Beritamu.co.id – Menteri Keuangan Sri Mulyani Indrawati mengungkapkan bahwa penerimaan pajak hingga akhir Februari 2025 alami penurunan yang cukup signifikan dibandingkan periode yang sama di tahun lalu.
“Penerimaan perpajakan Rp 240,4 triliun atau 9,7 persen dari target tahun ini, terdiri dari penerimaan pajak Rp 187,8 triliun atau 8,4 persen dari target. Sementara kepabeanan dan cukai Rp 52,6 triliun ini adalah 17,5 persen dari target,” kata Sri Mulyani dalam konferensi pers APBN Kita edisi Februari 2025 di Jakarta, Kamis (13/3).
Untuk diketahui hingga Februari 2025, penerimaan pajak turun sebesar 30,19 persen menjadi Rp 187,8 triliun atau hanya mencapai 8,6 persen dari target.
Bahkan, penerimaan pajak per Januari saja tercatat hanya sebesar Rp 88,89. Angka ini turun dibandingkan dengan realisasi penerimaan pajak pada Januari 2024 yang sebesar Rp 149,25 triliun.
Sementara itu, penurunan penerimaan pajak itu seiring dengan realisasi pendapatan negara turun 20,85 persen menjadi Rp 316,9 triliun dari tahun lalu yang sebesar Rp 400,36 triliun.
Diketahui, pendapatan negara terdiri dari penerimaan perpajakan yang meliputi penerimaan pajak serta penerimaan kepabeanan dan cukai.
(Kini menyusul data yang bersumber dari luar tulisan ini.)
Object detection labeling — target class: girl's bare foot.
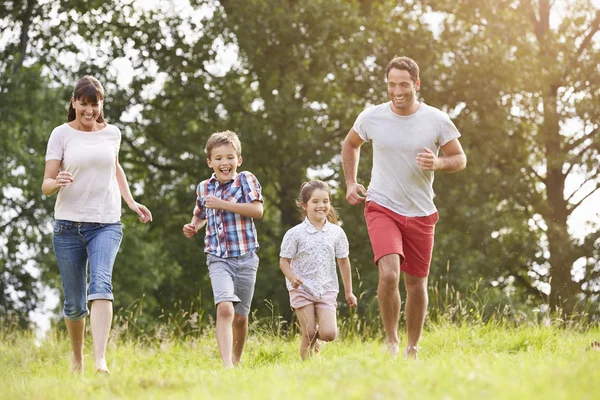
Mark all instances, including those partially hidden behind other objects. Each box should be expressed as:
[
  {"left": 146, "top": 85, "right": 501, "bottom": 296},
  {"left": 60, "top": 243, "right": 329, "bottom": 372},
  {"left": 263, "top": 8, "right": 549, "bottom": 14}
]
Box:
[{"left": 403, "top": 345, "right": 418, "bottom": 361}]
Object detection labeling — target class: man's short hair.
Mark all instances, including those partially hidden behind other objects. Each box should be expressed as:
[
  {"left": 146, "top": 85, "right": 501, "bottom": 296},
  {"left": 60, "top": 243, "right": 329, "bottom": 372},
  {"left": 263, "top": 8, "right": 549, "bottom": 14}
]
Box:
[{"left": 386, "top": 56, "right": 419, "bottom": 83}]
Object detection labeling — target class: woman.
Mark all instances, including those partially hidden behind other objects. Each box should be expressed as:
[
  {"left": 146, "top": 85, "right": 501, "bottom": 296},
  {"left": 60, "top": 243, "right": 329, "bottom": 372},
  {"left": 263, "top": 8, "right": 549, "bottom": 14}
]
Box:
[{"left": 42, "top": 76, "right": 152, "bottom": 374}]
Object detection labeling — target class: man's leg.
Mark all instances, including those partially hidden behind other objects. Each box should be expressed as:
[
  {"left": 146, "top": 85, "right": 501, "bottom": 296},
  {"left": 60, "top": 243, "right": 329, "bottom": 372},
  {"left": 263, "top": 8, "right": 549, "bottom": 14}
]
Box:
[
  {"left": 232, "top": 313, "right": 248, "bottom": 365},
  {"left": 377, "top": 254, "right": 402, "bottom": 356},
  {"left": 403, "top": 272, "right": 428, "bottom": 359},
  {"left": 216, "top": 301, "right": 235, "bottom": 368}
]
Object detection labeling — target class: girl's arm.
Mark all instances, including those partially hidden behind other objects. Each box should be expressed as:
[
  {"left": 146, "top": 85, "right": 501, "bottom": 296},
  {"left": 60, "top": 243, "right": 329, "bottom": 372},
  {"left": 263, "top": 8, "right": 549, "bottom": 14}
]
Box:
[
  {"left": 279, "top": 257, "right": 302, "bottom": 288},
  {"left": 115, "top": 157, "right": 152, "bottom": 223},
  {"left": 204, "top": 196, "right": 263, "bottom": 219},
  {"left": 337, "top": 257, "right": 357, "bottom": 307}
]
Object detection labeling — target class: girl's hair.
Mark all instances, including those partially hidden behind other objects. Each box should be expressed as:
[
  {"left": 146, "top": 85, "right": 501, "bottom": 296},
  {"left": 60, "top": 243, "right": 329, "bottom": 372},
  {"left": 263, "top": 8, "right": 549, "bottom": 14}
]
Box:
[
  {"left": 67, "top": 75, "right": 105, "bottom": 123},
  {"left": 296, "top": 180, "right": 339, "bottom": 224}
]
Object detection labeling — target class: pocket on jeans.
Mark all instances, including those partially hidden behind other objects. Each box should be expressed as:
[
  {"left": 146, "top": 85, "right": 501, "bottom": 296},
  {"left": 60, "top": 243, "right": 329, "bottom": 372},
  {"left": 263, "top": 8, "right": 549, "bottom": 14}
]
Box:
[{"left": 53, "top": 222, "right": 63, "bottom": 235}]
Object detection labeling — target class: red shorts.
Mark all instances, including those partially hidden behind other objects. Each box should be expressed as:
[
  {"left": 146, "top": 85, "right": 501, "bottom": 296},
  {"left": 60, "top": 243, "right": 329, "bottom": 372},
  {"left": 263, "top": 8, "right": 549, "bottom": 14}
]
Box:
[{"left": 364, "top": 201, "right": 438, "bottom": 277}]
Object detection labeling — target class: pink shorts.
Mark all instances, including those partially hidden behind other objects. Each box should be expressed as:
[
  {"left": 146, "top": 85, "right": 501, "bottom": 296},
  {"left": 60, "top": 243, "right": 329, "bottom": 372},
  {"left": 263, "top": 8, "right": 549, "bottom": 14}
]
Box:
[
  {"left": 289, "top": 288, "right": 337, "bottom": 312},
  {"left": 364, "top": 201, "right": 438, "bottom": 277}
]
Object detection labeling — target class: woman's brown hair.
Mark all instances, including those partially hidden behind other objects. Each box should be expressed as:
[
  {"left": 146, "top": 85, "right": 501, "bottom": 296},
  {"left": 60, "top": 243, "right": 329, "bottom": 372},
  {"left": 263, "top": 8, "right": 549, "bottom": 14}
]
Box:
[{"left": 67, "top": 75, "right": 105, "bottom": 123}]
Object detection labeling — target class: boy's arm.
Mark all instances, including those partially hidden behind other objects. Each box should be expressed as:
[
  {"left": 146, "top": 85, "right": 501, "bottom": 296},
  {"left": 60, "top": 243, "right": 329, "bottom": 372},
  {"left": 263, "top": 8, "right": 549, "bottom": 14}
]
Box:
[
  {"left": 337, "top": 257, "right": 357, "bottom": 307},
  {"left": 205, "top": 196, "right": 263, "bottom": 219},
  {"left": 279, "top": 257, "right": 302, "bottom": 288},
  {"left": 183, "top": 216, "right": 207, "bottom": 238}
]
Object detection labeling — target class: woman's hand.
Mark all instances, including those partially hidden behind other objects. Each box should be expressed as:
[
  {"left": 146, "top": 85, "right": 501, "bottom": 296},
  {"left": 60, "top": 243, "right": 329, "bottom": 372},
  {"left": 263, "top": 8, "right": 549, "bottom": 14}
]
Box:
[{"left": 128, "top": 202, "right": 152, "bottom": 223}]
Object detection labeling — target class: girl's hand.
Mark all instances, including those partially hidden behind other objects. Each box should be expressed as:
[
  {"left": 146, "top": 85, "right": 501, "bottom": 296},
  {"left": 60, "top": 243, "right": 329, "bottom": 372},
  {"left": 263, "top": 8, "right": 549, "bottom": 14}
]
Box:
[
  {"left": 56, "top": 171, "right": 74, "bottom": 189},
  {"left": 128, "top": 202, "right": 153, "bottom": 223},
  {"left": 346, "top": 292, "right": 357, "bottom": 307},
  {"left": 183, "top": 223, "right": 198, "bottom": 238},
  {"left": 290, "top": 275, "right": 303, "bottom": 288}
]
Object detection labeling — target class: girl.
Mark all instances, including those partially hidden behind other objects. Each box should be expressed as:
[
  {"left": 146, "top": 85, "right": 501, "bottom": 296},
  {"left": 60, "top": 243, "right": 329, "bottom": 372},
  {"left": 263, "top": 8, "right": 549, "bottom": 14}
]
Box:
[
  {"left": 42, "top": 76, "right": 152, "bottom": 374},
  {"left": 279, "top": 180, "right": 357, "bottom": 360}
]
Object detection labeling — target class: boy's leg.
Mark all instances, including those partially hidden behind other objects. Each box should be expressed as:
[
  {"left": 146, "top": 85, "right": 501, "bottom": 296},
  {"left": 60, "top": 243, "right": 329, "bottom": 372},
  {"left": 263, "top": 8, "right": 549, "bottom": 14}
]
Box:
[
  {"left": 207, "top": 254, "right": 241, "bottom": 368},
  {"left": 231, "top": 251, "right": 259, "bottom": 365},
  {"left": 295, "top": 304, "right": 317, "bottom": 360},
  {"left": 232, "top": 313, "right": 248, "bottom": 365},
  {"left": 216, "top": 301, "right": 235, "bottom": 368}
]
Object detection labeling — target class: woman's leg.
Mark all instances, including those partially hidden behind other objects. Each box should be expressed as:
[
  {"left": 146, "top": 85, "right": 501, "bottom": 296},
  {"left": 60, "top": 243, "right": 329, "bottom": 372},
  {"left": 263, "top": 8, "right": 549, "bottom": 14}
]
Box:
[
  {"left": 86, "top": 223, "right": 122, "bottom": 373},
  {"left": 53, "top": 221, "right": 88, "bottom": 373},
  {"left": 295, "top": 304, "right": 317, "bottom": 360}
]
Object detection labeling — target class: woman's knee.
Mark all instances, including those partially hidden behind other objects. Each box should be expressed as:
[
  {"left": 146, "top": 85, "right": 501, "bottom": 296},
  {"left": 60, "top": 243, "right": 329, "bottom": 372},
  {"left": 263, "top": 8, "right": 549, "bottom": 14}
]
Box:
[{"left": 63, "top": 300, "right": 88, "bottom": 321}]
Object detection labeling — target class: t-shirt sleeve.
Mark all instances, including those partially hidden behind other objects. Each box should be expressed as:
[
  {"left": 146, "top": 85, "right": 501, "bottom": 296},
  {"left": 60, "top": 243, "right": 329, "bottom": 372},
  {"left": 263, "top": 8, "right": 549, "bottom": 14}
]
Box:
[
  {"left": 352, "top": 108, "right": 371, "bottom": 142},
  {"left": 193, "top": 182, "right": 207, "bottom": 220},
  {"left": 280, "top": 229, "right": 297, "bottom": 258},
  {"left": 437, "top": 113, "right": 461, "bottom": 146},
  {"left": 45, "top": 128, "right": 64, "bottom": 161},
  {"left": 335, "top": 228, "right": 350, "bottom": 258},
  {"left": 240, "top": 171, "right": 263, "bottom": 203},
  {"left": 114, "top": 126, "right": 121, "bottom": 156}
]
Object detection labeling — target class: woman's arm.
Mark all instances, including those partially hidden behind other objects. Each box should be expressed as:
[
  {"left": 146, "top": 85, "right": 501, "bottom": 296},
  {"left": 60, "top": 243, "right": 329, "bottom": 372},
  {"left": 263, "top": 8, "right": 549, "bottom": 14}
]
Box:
[
  {"left": 115, "top": 157, "right": 152, "bottom": 223},
  {"left": 42, "top": 160, "right": 73, "bottom": 196}
]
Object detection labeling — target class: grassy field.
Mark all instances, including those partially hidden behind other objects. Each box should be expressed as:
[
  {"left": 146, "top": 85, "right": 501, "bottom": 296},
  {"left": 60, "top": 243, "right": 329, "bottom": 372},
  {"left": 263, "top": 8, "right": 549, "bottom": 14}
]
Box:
[{"left": 2, "top": 323, "right": 600, "bottom": 400}]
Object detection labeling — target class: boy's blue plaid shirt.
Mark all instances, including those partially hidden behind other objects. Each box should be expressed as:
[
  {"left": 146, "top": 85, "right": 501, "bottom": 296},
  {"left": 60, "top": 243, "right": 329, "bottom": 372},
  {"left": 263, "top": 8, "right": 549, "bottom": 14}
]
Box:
[{"left": 193, "top": 171, "right": 263, "bottom": 258}]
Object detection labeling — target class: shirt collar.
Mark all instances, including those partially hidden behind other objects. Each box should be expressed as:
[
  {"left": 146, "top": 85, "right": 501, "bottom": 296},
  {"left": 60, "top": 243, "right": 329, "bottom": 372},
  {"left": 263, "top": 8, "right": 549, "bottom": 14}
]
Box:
[
  {"left": 302, "top": 217, "right": 331, "bottom": 233},
  {"left": 209, "top": 172, "right": 238, "bottom": 186}
]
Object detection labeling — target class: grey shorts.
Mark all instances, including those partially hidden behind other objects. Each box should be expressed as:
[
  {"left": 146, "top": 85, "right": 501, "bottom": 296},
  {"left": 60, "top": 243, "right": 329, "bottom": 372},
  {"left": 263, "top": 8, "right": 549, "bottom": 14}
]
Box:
[{"left": 207, "top": 251, "right": 259, "bottom": 316}]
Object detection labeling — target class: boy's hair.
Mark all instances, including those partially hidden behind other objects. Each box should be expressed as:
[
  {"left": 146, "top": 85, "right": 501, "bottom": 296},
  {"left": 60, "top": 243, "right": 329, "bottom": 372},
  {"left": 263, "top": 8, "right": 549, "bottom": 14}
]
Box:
[
  {"left": 385, "top": 56, "right": 419, "bottom": 83},
  {"left": 205, "top": 130, "right": 242, "bottom": 158},
  {"left": 296, "top": 180, "right": 339, "bottom": 224}
]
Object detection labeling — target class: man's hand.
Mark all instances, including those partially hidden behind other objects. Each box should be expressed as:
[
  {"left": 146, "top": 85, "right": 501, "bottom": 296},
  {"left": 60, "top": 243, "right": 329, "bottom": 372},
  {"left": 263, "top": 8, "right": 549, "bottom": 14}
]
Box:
[
  {"left": 345, "top": 182, "right": 367, "bottom": 205},
  {"left": 416, "top": 147, "right": 440, "bottom": 171}
]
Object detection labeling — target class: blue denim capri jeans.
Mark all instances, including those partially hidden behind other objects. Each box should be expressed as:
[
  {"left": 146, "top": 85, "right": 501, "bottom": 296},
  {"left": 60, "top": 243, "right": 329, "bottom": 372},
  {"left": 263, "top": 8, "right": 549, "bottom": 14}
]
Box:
[{"left": 52, "top": 220, "right": 123, "bottom": 321}]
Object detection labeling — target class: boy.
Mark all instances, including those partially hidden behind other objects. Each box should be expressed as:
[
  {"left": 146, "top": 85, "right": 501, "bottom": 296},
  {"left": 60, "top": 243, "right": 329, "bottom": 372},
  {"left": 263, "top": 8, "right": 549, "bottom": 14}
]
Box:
[{"left": 183, "top": 130, "right": 263, "bottom": 368}]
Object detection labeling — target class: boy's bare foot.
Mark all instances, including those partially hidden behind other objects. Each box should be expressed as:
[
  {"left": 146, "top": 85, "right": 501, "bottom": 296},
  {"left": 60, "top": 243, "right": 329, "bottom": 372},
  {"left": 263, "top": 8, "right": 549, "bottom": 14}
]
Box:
[{"left": 403, "top": 345, "right": 418, "bottom": 361}]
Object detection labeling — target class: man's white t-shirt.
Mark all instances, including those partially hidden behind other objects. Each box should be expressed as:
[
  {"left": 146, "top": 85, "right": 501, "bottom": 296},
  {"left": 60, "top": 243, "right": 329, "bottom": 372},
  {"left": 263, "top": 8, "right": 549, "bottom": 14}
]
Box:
[
  {"left": 45, "top": 123, "right": 122, "bottom": 223},
  {"left": 353, "top": 102, "right": 461, "bottom": 217}
]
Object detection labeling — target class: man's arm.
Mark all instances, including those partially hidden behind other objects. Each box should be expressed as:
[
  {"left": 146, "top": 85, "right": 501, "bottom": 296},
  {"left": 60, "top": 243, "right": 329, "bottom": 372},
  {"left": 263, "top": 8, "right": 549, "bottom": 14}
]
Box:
[
  {"left": 342, "top": 128, "right": 368, "bottom": 204},
  {"left": 416, "top": 138, "right": 467, "bottom": 172}
]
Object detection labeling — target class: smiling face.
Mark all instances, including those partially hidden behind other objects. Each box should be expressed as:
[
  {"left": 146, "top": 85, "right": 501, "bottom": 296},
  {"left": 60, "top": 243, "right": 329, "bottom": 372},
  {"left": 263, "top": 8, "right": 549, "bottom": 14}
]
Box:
[
  {"left": 302, "top": 188, "right": 331, "bottom": 225},
  {"left": 387, "top": 68, "right": 420, "bottom": 116},
  {"left": 71, "top": 97, "right": 103, "bottom": 131},
  {"left": 207, "top": 144, "right": 242, "bottom": 183}
]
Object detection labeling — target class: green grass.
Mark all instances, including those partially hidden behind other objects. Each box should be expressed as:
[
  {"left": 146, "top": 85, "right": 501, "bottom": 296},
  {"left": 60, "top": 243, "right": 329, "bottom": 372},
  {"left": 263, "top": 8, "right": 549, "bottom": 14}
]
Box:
[{"left": 2, "top": 324, "right": 600, "bottom": 399}]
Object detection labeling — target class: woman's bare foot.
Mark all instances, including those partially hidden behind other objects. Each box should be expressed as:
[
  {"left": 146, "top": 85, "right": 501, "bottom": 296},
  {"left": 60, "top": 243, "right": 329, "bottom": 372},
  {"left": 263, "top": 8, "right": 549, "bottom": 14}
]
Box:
[
  {"left": 385, "top": 342, "right": 400, "bottom": 358},
  {"left": 71, "top": 357, "right": 84, "bottom": 374}
]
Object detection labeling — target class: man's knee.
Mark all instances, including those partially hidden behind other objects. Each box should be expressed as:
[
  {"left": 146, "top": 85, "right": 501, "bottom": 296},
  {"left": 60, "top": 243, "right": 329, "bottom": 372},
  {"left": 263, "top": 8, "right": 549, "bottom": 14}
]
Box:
[
  {"left": 404, "top": 275, "right": 428, "bottom": 294},
  {"left": 378, "top": 257, "right": 400, "bottom": 285}
]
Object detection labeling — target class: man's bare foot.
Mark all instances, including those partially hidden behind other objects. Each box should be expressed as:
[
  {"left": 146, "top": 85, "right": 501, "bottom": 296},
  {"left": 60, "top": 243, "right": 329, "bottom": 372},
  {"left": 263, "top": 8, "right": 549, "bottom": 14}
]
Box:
[
  {"left": 71, "top": 358, "right": 83, "bottom": 374},
  {"left": 385, "top": 342, "right": 400, "bottom": 357},
  {"left": 403, "top": 345, "right": 418, "bottom": 361}
]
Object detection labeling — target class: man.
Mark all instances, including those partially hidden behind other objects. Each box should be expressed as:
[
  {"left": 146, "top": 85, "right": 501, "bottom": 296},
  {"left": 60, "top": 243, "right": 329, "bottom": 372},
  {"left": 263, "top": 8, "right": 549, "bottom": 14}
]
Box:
[{"left": 342, "top": 56, "right": 466, "bottom": 359}]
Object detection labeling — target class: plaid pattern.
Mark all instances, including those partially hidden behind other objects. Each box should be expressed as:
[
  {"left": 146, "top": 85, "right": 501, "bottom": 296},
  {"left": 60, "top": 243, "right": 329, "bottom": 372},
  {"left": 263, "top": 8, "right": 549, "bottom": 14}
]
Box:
[{"left": 193, "top": 171, "right": 263, "bottom": 258}]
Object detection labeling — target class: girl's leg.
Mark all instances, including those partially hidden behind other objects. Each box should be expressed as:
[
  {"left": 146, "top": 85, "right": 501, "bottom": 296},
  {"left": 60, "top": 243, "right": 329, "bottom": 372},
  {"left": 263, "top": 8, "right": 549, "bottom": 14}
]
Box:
[
  {"left": 90, "top": 300, "right": 112, "bottom": 372},
  {"left": 216, "top": 301, "right": 235, "bottom": 368},
  {"left": 295, "top": 304, "right": 317, "bottom": 360},
  {"left": 316, "top": 308, "right": 338, "bottom": 342}
]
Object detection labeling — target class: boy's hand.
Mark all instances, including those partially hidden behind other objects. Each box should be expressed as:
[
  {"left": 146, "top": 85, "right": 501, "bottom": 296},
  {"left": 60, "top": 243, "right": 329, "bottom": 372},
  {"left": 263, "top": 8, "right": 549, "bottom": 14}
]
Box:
[
  {"left": 345, "top": 292, "right": 357, "bottom": 307},
  {"left": 290, "top": 275, "right": 303, "bottom": 288},
  {"left": 183, "top": 223, "right": 198, "bottom": 238},
  {"left": 205, "top": 195, "right": 226, "bottom": 210}
]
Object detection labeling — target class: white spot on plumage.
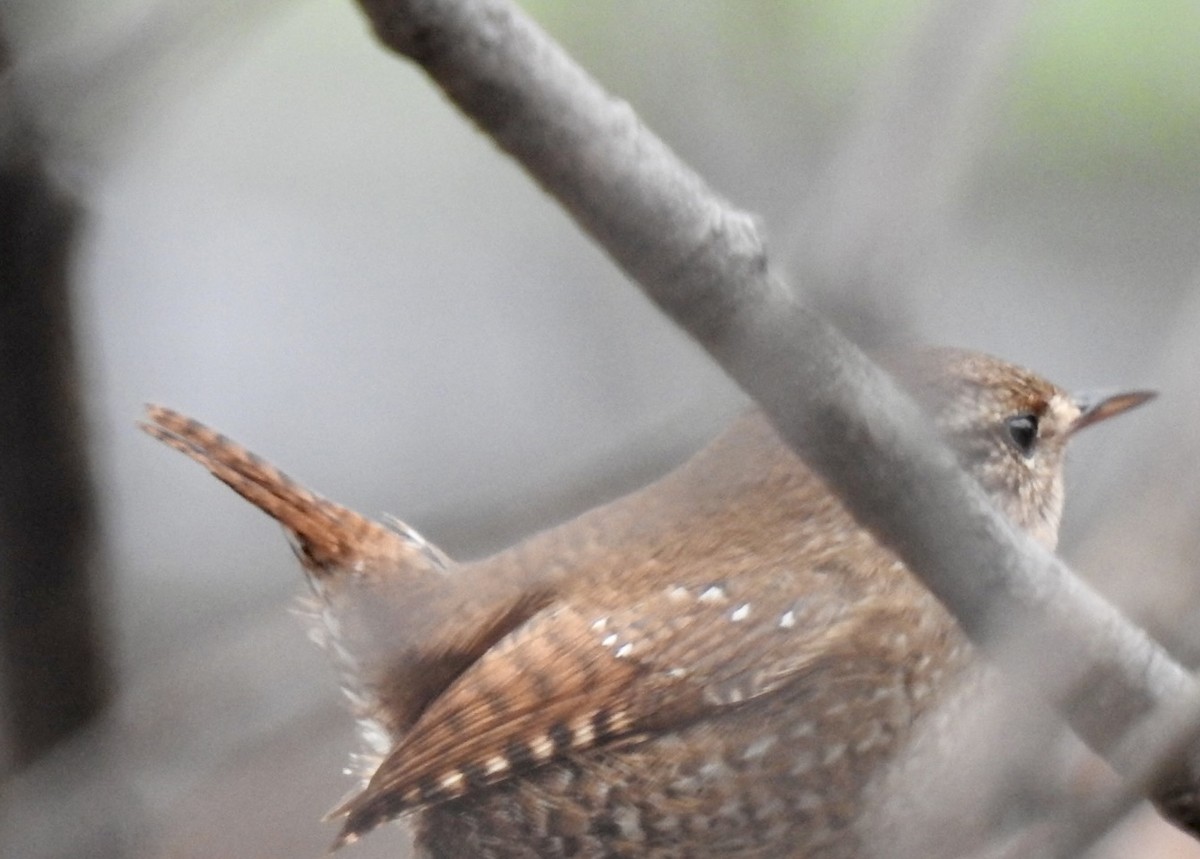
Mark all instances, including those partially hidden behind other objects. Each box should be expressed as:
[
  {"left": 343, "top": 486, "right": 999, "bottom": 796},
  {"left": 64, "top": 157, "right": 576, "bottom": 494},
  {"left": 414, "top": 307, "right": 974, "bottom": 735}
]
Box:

Namun pada periode ini realisasi penerimaan kepabeanan dan cukai mengalami kenaikan.
Sedangkan untuk pendapatan negara bukan pajak (PNBP) realisasinya sebesar Rp 76,4 triliun atau naik 14,48 persen dibandingkan realisasi tahun lalu yang sebesar Rp 66,74 triliun.
Atas hal itu, Menkeu meminta awak media untuk tidak mendramatisir penerimaan pajak yang anjlok ini. Menurut Menkeu, penurunan yang terlalu didramatisir tidak baik karena memicu suatu ketakutan dan akan berdampak tidak baik pula bagi perekonomian.
“Jadi, saya mohon teman-teman tidak mendramatisir untuk menciptakan suatu ketakutan. Kayaknya itu memang laku, tetapi tidak bagus untuk kita semua,” ujar Menkeu.
Wakil Menteri Keuangan Anggito Abimanyu, dalam kesempatan yang sama mengatakan bahwa penurunan penerimaan pajak di awal tahun adalah hal yang normal. Apalagi ia mengklaim, hal itu pun telah terjadi dalam 4 tahun terakhir.
Menurutnya, penerimaan pajak akan meningkat pada bulan Desember sebagai efek Nataru dan akhir tahun anggaran. Namun kemudian menurun pada bulan Januari dan Februari.
“Jadi kalau kita lihat dalam 4 tahun terakhir dari 2022-2024 polanya sama, Desember naik tinggi karena efek Nataru dan akhir tahun, dan kemudian menurun di bulan Januari dan Februari, dan itu sama setiap tahun sehingga tidak ada hal yang anomali. Sifatnya normal saja,” terangnya.
Dia juga menjelaskan, turunnya penerimaan pajak ini disebabkan oleh beberapa faktor.
Pertama, sejak awal tahun komoditas utama seperti batu bara yang anjlok 11,8 persen, minyak Brent turun 5,2 persen, dan nikel turun 5,9 persen.
Kedua, kebijakan Tarif Efektif Rata-Rata (TER) pada skema penghitungan pajak penghasilan (PPh) Pasal 21 membuat penerimaan pajak turun. Kebijakan ini mengakibatkan lebih bayar sebesar Rp 16,5 triliun pada 2024 dan lebih bayar ini diklaim kembali pada Januari dan Februari 2025.
Ketiga, kebijakan relaksasi pembayaran Pajak Pertamabahan Nilai Dalam Negeri (PPN DN) Januari yang bisa disetorkan hingga 10 Maret 2025.
“Jadi itu menjelaskan pola Februari 2025 agak berbeda dengan sebelumnya. Bahkan kalau anda lihat dan kalau kita coba hubungkan penerimaan pajak ini dengan PMI Manufaktur dan juga kita lihat data ekonomi terkait penjualan otomatis tumbuh positif. Jadi ini mirroring pertumbuhan pajak dengan kondisi ekonomi,” jelas Anggito.